I have a proof to this that seems correct and rigorous, but I have been in an echo chamber with no feedback from a teacher/answer key on my math lately, so I'm looking for confirmation.
Proof:
Suppose $\lim_{x\to 0} f(x)g(x)$ exists and is equal to M.
For any $\epsilon$, define $\epsilon_1 = \frac{|L|\epsilon}{2(1+\left|\frac{M}{L}\right|)}$. This means that for all $\epsilon > 0$, $\epsilon_1 > 0$.
Then for any $\epsilon > 0$, there exists $\delta_1 > 0$ such that for all $x$,
if $0 < |x| < \delta_1$, then $|f(x)g(x)-M| < \epsilon_1$.
Since the limit of $f$ is given, for any $\epsilon > 0$, there exists $\delta_2 > 0$ such that for all $x$,
if $0 < |x| < \delta_2$, then $|f(x)-L| < \epsilon_1$
By taking $\epsilon = 1+|\frac{M}{L}|$, there exists $\delta_{21} > 0$ such that for all $x$,
if $0 < |x| < \delta_{21}$, then $|f(x)-L| < \frac{|L|}{2}$
Define $\delta = \min(\delta_1,\delta_2,\delta_{21})$
For any $\epsilon > 0$, and for all $x$,
if $0 < |x| < \delta$, then $|f(x)-L| < \epsilon_1$, and $|f(x)-L| < \frac{|L|}{2}$, and $|f(x)g(x)-M| < \epsilon_1$.
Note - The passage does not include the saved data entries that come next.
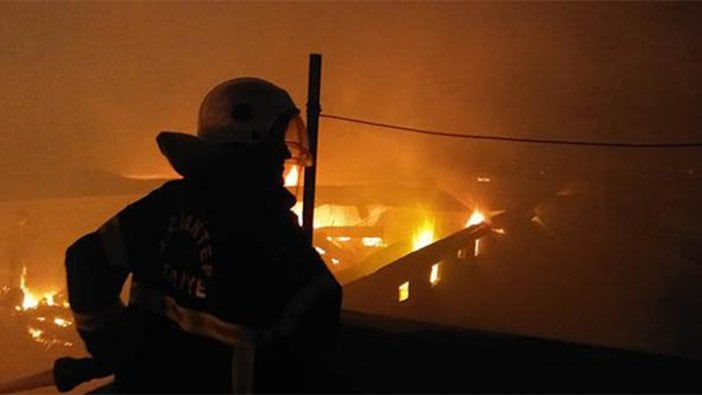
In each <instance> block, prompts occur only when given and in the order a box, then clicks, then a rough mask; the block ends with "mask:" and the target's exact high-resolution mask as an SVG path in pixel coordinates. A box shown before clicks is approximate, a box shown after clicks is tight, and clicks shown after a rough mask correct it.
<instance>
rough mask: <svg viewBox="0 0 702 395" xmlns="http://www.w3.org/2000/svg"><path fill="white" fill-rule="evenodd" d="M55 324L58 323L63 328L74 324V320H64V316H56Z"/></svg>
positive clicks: (54, 323) (64, 327)
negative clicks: (60, 316) (73, 320)
mask: <svg viewBox="0 0 702 395" xmlns="http://www.w3.org/2000/svg"><path fill="white" fill-rule="evenodd" d="M54 324H56V325H58V326H60V327H62V328H67V327H69V326H70V325H71V324H72V322H71V321H69V320H64V319H63V318H59V317H56V318H54Z"/></svg>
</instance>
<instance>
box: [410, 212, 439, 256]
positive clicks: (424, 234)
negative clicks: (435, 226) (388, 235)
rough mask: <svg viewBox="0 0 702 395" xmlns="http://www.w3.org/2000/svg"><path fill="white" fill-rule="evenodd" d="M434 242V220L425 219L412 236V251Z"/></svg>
mask: <svg viewBox="0 0 702 395" xmlns="http://www.w3.org/2000/svg"><path fill="white" fill-rule="evenodd" d="M433 242H434V220H433V219H426V220H425V221H424V223H423V224H422V226H420V227H419V229H418V230H417V231H416V232H415V233H414V236H412V248H413V250H414V251H417V250H419V249H420V248H424V247H426V246H428V245H429V244H431V243H433Z"/></svg>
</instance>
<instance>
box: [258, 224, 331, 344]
mask: <svg viewBox="0 0 702 395" xmlns="http://www.w3.org/2000/svg"><path fill="white" fill-rule="evenodd" d="M294 226H295V228H294V229H291V230H290V236H291V237H289V238H288V240H289V243H286V245H285V247H284V249H285V251H286V254H285V258H284V259H285V260H286V261H288V262H289V265H287V267H288V270H289V272H288V273H287V277H288V280H289V281H290V284H291V285H292V287H291V288H290V293H289V296H288V298H287V301H286V303H285V307H284V309H283V311H282V313H281V314H280V316H279V318H278V319H277V320H276V322H275V324H274V325H272V326H271V327H270V328H269V330H268V331H266V332H267V333H266V337H267V339H268V340H269V342H271V343H273V342H276V341H277V342H282V343H284V347H285V348H287V349H288V350H290V351H292V352H293V353H294V354H299V355H307V354H314V353H318V352H321V351H323V349H325V348H327V347H329V346H330V345H331V342H332V341H333V338H334V336H335V334H336V332H337V329H338V325H339V317H340V312H341V298H342V290H341V286H340V285H339V283H338V282H337V281H336V279H335V278H334V276H333V275H332V274H331V272H330V271H329V270H328V269H327V267H326V265H325V263H324V261H323V260H322V258H321V257H320V256H319V254H318V253H317V251H316V250H315V249H314V248H312V246H311V243H310V241H309V240H308V239H307V238H306V237H305V236H304V235H303V234H302V232H301V230H300V229H299V227H298V226H297V224H296V223H295V225H294Z"/></svg>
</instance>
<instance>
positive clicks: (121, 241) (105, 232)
mask: <svg viewBox="0 0 702 395" xmlns="http://www.w3.org/2000/svg"><path fill="white" fill-rule="evenodd" d="M98 234H100V240H101V242H102V248H103V249H104V250H105V255H106V256H107V261H108V263H109V265H110V266H111V267H113V268H117V269H122V270H124V271H131V265H130V263H129V255H128V249H127V243H126V242H125V241H124V237H123V236H122V230H121V229H120V225H119V218H118V217H112V218H110V219H109V220H108V221H107V222H105V223H104V224H103V225H102V226H101V227H100V229H98Z"/></svg>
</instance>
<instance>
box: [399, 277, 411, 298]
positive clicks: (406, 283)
mask: <svg viewBox="0 0 702 395" xmlns="http://www.w3.org/2000/svg"><path fill="white" fill-rule="evenodd" d="M407 299H409V281H406V282H404V283H402V285H400V286H399V287H398V300H399V301H400V302H404V301H405V300H407Z"/></svg>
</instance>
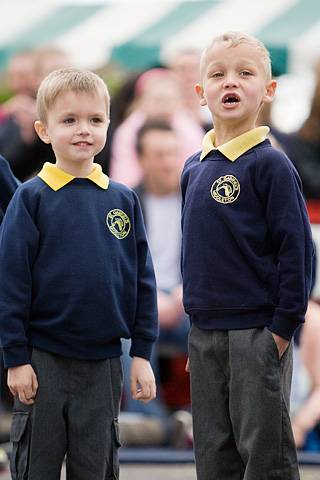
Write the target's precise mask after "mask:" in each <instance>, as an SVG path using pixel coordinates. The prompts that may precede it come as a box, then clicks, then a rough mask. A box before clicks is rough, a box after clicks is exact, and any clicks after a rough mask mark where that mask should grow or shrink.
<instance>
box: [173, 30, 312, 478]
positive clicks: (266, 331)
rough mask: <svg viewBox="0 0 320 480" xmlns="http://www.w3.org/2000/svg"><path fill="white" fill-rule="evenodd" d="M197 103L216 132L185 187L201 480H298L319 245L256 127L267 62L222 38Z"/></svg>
mask: <svg viewBox="0 0 320 480" xmlns="http://www.w3.org/2000/svg"><path fill="white" fill-rule="evenodd" d="M200 72H201V83H200V84H197V85H196V92H197V94H198V96H199V98H200V104H201V105H208V108H209V110H210V112H211V115H212V120H213V123H214V130H211V131H209V132H208V133H207V134H206V135H205V137H204V141H203V149H202V152H198V153H196V154H195V155H193V156H192V157H191V158H189V160H188V161H187V162H186V164H185V167H184V170H183V173H182V179H181V185H182V195H183V207H182V228H183V242H182V273H183V286H184V306H185V310H186V311H187V313H189V315H190V318H191V324H192V327H191V331H190V336H189V358H190V366H189V368H190V376H191V395H192V413H193V421H194V444H195V458H196V467H197V478H198V480H212V479H217V480H239V479H245V480H267V479H268V480H280V479H281V480H283V479H286V480H297V479H298V478H299V471H298V464H297V456H296V450H295V445H294V439H293V435H292V429H291V424H290V418H289V393H290V383H291V373H292V346H291V338H292V335H293V333H294V331H295V329H296V328H297V327H298V326H299V325H300V324H301V323H302V322H303V321H304V314H305V311H306V308H307V302H308V295H309V288H310V283H311V266H312V256H313V244H312V239H311V231H310V225H309V221H308V217H307V213H306V209H305V204H304V200H303V197H302V194H301V182H300V179H299V177H298V175H297V172H296V170H295V169H294V167H293V165H292V163H291V162H290V160H289V159H288V158H287V157H286V156H285V155H284V154H283V153H282V152H280V151H278V150H275V149H274V148H273V147H272V146H271V144H270V142H269V140H268V138H267V135H268V132H269V129H268V128H267V127H258V128H256V120H257V116H258V113H259V111H260V109H261V107H262V106H263V104H264V103H269V102H271V101H272V100H273V97H274V94H275V90H276V82H275V81H274V80H272V77H271V65H270V57H269V54H268V51H267V50H266V48H265V47H264V45H263V44H262V43H261V42H260V41H258V40H257V39H255V38H254V37H251V36H249V35H246V34H241V33H236V32H230V33H226V34H224V35H221V36H219V37H217V38H215V39H214V40H213V41H212V43H211V44H210V46H209V47H208V48H207V49H206V50H205V51H204V52H203V55H202V58H201V65H200Z"/></svg>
Manipulating the last inequality, $$\left|f(x)\left(g(x)-\frac{M}{L}\right)+\frac{M}{L}(f(x)-L)\right| < \epsilon_1$$ $$\left|f\left(x\right)\right|\left|g\left(x\right)-\frac{M}{L}\right|-\left|\frac{M}{L}\right|\left|f\left(x\right)-L\right| < \epsilon_1$$ Based on $|f(x)-L| < \frac{|L|}{2}$, it is true that $|f(x)| > \frac{|L|}{2}$. Using this and $|f(x)-L| < \epsilon_1$, $$\frac{\left|L\right|}{2}\left|g\left(x\right)-\frac{M}{L}\right|-\left|\frac{M}{L}\right|\epsilon_1 < \epsilon_1$$ $$\left|g\left(x\right)-\frac{M}{L}\right|<\frac{2\left(1+\left|\frac{M}{L}\right|\right)\epsilon_1}{\left|L\right|} = \epsilon$$
Therefore, $\lim_{x\to 0} g(x) = \frac{M}{L}$.
Contradiction.
$\lim_{x\to 0} f(x)g(x)$ does not exist.
Please also give any critique on my formatting/wording since I have minimal experience with it.